A large white tent stationed within earshot of the Centerpointe Dining Commons allowed the Music Department to conduct essential musical training despite restrictions brought on by the COVID-19 pandemic.

Before the start of the fall semester, Music Department Chair Dave Kopplin asked Facilities Planning & Management (FP&M) to formulate a solution that would allow musicians to practice their art in a covered outdoor space but also conform to state Building Code requirements.

The solution devised by FP&M was a tent with open sides that gave musicians enough room to meet social distancing guidelines while letting air circulate around them.

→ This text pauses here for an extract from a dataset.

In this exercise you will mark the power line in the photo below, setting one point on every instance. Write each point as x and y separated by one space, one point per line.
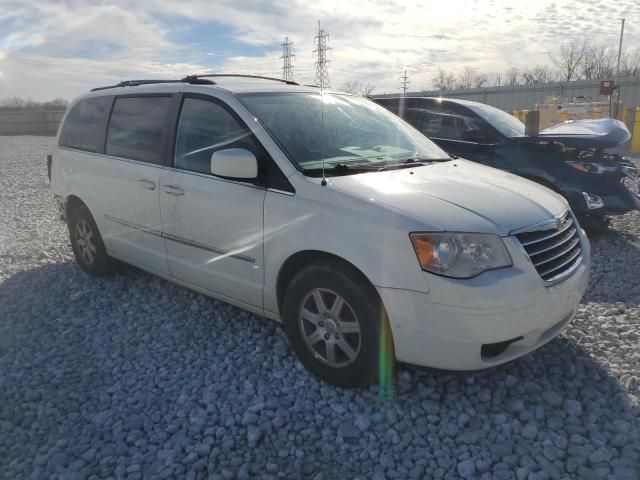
287 57
321 53
405 83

The tent served an important role in the music curriculum as a classroom and as a practice and rehearsal space.

With cases of COVID-19 infections falling to its lowest levels in months and the Los Angeles County Department of Heath lifting mask mandates, the tent that had been home to music lessons and practices was taken down in mid-March and returned to the tent rental company.

Aside from securing the tent to ground supports and erecting a stage under the tent, FP&M also connected temporary power, heaters and lighting. Music lessons and rehearsals have been moved back inside to classrooms for the spring semester.

"We in the Music Department really have appreciated it and so many students have had a more normal music-making experience this year due to that tent," Kopplin said. "I know the ensemble directors were pleased that they were able rehearse in an almost 'normal' way."

Aside from music, FP&M led another project to keep students, faculty and staff on the move.

Elevator Modernization

Elevators in six buildings will run with more efficiency and with greater reliability after the completion of a modernization program that started in early 2021.

The project, which was completed with deferred maintenance funding from the CSU Chancellor's Office, reduces the $412 million deferred maintenance backlog at Cal Poly Pomona and provides safe, reliable and Building Code-compliant elevator cars in four campus buildings.

One elevator in Building One, an elevator at the Don B. Huntley College of Agriculture (Building 2), four elevators at the Biotechnology Building (Building 4) and one elevator in the University Office Building (Building 94) underwent overhauls.

In addition, four elevators at the College of Science (Building 8) and one elevator at the College of Education and Integrative Studies (Building 6) were refurbished.

Elevators in the Biotechnology Building were the last to receive certifications in mid-February, just in time for the resumption of in-person classes at Cal Poly Pomona after a nearly two-year suspension brought on by the COVID-19 pandemic.

The elevators that were targeted in the project were all 30 to 40 years old and nearing the end of their service lives. The modernization work ranged from the replacement of elevator cabs to the installation of new cables and motors to the completion of a new elevator shaft.

"The completion of the overhauls should give the campus community peace of mind about the elevators," said Joe Boyer, the elevator modernization project manager. "It's like having new elevators in these buildings."

The overhauled elevators will provide improved reliability and require less maintenance from the university's elevator contractor.

Facilities Design & Construction supervised all aspects of the elevator overhauls. While the pandemic forced Cal Poly Pomona to go with an on-line format, the situation also offered the opportunity to initiate projects, repair work and maintenance with minimal disruption to campus operations.